Observing
The strongest branch of the Virginid Complex is the Alpha Virginids, which may represent the actual core of the very diffuse Virginid stream. The Alpha Virginids are of long duration–spanning the period of March 10 to May 6–and the radiant is rather diffuse. Maximum hourly rates typically reach 5 to 10 during April 7 to 18, with the average radiant being α=204°, δ=-11°. The meteors are generally slow.
History
This display was apparently first detected by A. S. Herschel during April 10-17, 1895, when 8 meteors were plotted from a radiant of α=209°, δ=-7°. Aside from 6 fireballs that were noted from this radiant between 1896 and 1915, no other activity was reported until April 12-15, 1915, when W. F. Denning saw a “rich shower” from α=209°, δ=-10°.
Over the years, observations were occasionally made to try to understand the complexity of the Virginid Complex, but no coordinated attempts were conducted to better understand the Alpha Virginids. A first step came in the early 1950s, when several meteors of the Virginid Complex were detected during the Harvard Meteor Project. Although these indicated a very diffuse radiant, a fairly concentrated core was noted, which was the Alpha Virginids.
Support for the possibility that the Alpha Virginids represented the actual core of the Virginid Complex came in 1973, when E. I. Kazimirchak-Polonskaya and A. K. Terent’eva published a paper examining the evolution of the Virginid Complex. They took the orbit of one of the Alpha Virginid photographic meteor orbits to represent the orbit of the Virginid Complex, and then created 10 groups of hypothetical meteors at various positions along the stream’s orbit. The stream was then subjected to perturbations by 7 planets (Venus to Neptune) over the interval 1860-2060. What the study revealed was that the groups underwent large changes in both their radiant position and date of maximum. In some cases, the radiant moved around an elliptical area measuring 15° by 31°, while the date of maximum moved back and forth across a period spanning 51 days. Even more interesting was their belief that each of the radiants would probably remain active, even after the primary radiant, now known as the Alpha Virginids, moved on.
The first big meteor sky survey to provide information about the Alpha Virginids was the 1968-1969 session of the Radio Meteor Project. Z. Sekanina determined the duration as March 10-May 6. The date of the nodal passage was given as April 8.7, at which time the radiant was at α=203.6°, δ=-11.7°. This survey revealed the Alpha Virginids to be in a very low inclination (1.5°) orbit and this seems to explain the Author’s puzzling findings when searching for photographic members of this stream years later.
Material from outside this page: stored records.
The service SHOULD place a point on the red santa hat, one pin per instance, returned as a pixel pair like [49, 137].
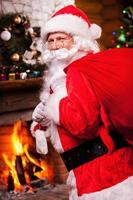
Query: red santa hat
[71, 20]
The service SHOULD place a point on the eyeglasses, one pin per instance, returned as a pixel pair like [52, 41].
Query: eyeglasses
[58, 42]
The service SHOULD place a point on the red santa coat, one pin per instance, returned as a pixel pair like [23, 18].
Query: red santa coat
[95, 91]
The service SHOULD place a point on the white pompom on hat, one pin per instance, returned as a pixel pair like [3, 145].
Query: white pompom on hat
[72, 20]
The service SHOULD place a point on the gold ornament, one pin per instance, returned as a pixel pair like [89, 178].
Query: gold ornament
[17, 19]
[15, 57]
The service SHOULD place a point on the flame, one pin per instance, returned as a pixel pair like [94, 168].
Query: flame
[16, 139]
[11, 165]
[22, 150]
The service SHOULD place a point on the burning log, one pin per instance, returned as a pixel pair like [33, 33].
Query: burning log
[20, 170]
[10, 182]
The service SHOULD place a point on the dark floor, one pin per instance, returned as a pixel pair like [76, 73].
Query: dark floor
[48, 192]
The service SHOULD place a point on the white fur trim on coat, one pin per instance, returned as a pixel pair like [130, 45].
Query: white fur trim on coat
[52, 105]
[72, 24]
[55, 139]
[120, 191]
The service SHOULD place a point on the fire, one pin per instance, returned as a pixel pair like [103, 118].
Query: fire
[16, 139]
[22, 166]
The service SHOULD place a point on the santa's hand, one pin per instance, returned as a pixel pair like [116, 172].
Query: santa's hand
[39, 115]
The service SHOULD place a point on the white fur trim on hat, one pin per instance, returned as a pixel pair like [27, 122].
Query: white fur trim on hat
[71, 24]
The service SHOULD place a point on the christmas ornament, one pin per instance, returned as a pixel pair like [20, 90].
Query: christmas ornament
[17, 19]
[5, 35]
[15, 57]
[11, 76]
[2, 77]
[23, 75]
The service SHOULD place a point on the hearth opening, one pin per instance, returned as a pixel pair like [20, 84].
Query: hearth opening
[21, 167]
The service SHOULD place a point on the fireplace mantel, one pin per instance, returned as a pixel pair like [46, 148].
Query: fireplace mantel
[18, 98]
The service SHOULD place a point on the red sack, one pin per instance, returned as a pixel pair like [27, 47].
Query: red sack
[111, 75]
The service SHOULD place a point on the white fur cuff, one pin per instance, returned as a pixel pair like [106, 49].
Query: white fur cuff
[52, 105]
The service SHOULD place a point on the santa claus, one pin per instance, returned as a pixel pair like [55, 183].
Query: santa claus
[85, 108]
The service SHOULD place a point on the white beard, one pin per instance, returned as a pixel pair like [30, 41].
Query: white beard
[61, 58]
[57, 61]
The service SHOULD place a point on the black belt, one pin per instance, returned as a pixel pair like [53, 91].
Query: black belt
[89, 151]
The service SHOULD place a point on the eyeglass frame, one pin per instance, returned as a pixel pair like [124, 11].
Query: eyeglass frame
[59, 42]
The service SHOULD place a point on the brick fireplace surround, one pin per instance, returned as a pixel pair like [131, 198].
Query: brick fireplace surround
[18, 98]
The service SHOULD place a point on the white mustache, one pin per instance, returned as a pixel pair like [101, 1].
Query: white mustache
[60, 54]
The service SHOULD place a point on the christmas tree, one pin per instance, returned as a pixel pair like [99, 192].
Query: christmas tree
[123, 37]
[20, 57]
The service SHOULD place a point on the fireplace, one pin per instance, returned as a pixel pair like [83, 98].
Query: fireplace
[18, 99]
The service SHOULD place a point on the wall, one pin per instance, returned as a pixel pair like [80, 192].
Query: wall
[106, 14]
[103, 12]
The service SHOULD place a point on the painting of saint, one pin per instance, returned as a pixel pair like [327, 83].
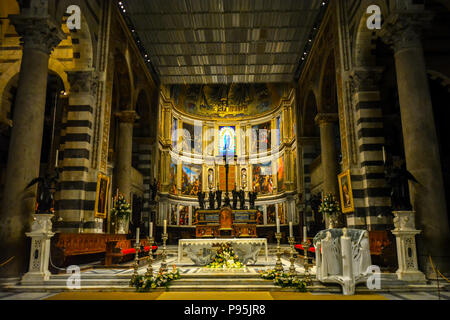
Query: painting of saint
[173, 178]
[191, 179]
[262, 178]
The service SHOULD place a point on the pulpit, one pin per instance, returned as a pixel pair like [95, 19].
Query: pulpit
[225, 223]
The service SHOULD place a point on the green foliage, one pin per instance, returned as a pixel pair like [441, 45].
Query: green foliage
[225, 258]
[144, 283]
[121, 209]
[284, 280]
[331, 209]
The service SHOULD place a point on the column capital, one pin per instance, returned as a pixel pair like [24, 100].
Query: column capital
[127, 116]
[366, 78]
[83, 81]
[403, 30]
[38, 33]
[323, 118]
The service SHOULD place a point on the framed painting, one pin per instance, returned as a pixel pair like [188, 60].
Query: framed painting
[345, 191]
[101, 199]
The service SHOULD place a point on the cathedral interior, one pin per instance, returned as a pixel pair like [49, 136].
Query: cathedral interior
[134, 132]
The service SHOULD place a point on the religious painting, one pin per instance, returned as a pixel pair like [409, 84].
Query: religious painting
[174, 132]
[345, 190]
[191, 179]
[221, 101]
[281, 213]
[101, 199]
[184, 216]
[280, 174]
[262, 178]
[173, 178]
[261, 138]
[227, 140]
[173, 215]
[271, 212]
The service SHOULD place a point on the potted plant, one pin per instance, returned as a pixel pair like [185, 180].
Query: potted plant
[331, 209]
[121, 212]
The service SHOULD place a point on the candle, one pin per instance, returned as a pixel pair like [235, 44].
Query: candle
[150, 229]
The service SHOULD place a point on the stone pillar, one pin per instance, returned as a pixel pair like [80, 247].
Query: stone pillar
[405, 233]
[39, 37]
[402, 31]
[124, 154]
[328, 152]
[41, 233]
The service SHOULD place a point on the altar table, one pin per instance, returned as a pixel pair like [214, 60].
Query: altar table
[200, 250]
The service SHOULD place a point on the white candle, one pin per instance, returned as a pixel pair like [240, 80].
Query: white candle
[150, 229]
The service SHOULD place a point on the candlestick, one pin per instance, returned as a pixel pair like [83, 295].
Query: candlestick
[163, 267]
[292, 271]
[149, 272]
[137, 235]
[278, 264]
[150, 231]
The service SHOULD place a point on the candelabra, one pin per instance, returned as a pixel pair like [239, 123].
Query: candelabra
[306, 265]
[136, 261]
[278, 264]
[149, 272]
[292, 271]
[163, 267]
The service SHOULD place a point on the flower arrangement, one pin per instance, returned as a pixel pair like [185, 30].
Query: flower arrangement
[144, 283]
[225, 258]
[330, 208]
[121, 209]
[284, 280]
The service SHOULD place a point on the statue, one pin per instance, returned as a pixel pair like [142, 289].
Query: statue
[252, 197]
[201, 199]
[45, 192]
[235, 197]
[211, 200]
[219, 198]
[397, 177]
[242, 199]
[154, 189]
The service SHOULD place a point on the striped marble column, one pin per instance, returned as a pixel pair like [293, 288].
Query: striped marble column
[77, 190]
[370, 191]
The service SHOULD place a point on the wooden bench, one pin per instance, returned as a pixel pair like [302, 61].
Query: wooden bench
[69, 246]
[123, 250]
The Author has identified 12 probable members of the Alpha Virginids among the 2,529 meteors listed in a 1961 paper written by R. E. McCrosky and A. Posen. The puzzle that developed involved the argument of perihelion and ascending node of the meteor orbits, because when the meteors were averaged it was unclear whether these two orbital elements should be 104.7° and 200.3°, or 284.7° and 20.3°, respectively. Since 75% of the meteor orbits indicated the latter set of elements, the Author trusted these as indicating the true orbit, despite the fact that the former set agrees well with the radar data.
The first coordinated visual study of the Alpha Virginids was made by the Western Australia Meteor Section in 1979 and 1980. Jeff Wood said observers obtained excellent observations of this shower. In the former year the ZHR reached 4.11+/-1.01, while the 1980 maximum reached 6.09+/-0.59. Wood summarized the Australian observations by pointing out that the Alpha Virginids typically produce 5-10 meteors per hour, with a maximum that more commonly falls on April 11. The duration of activity extends from March 30 to April 17.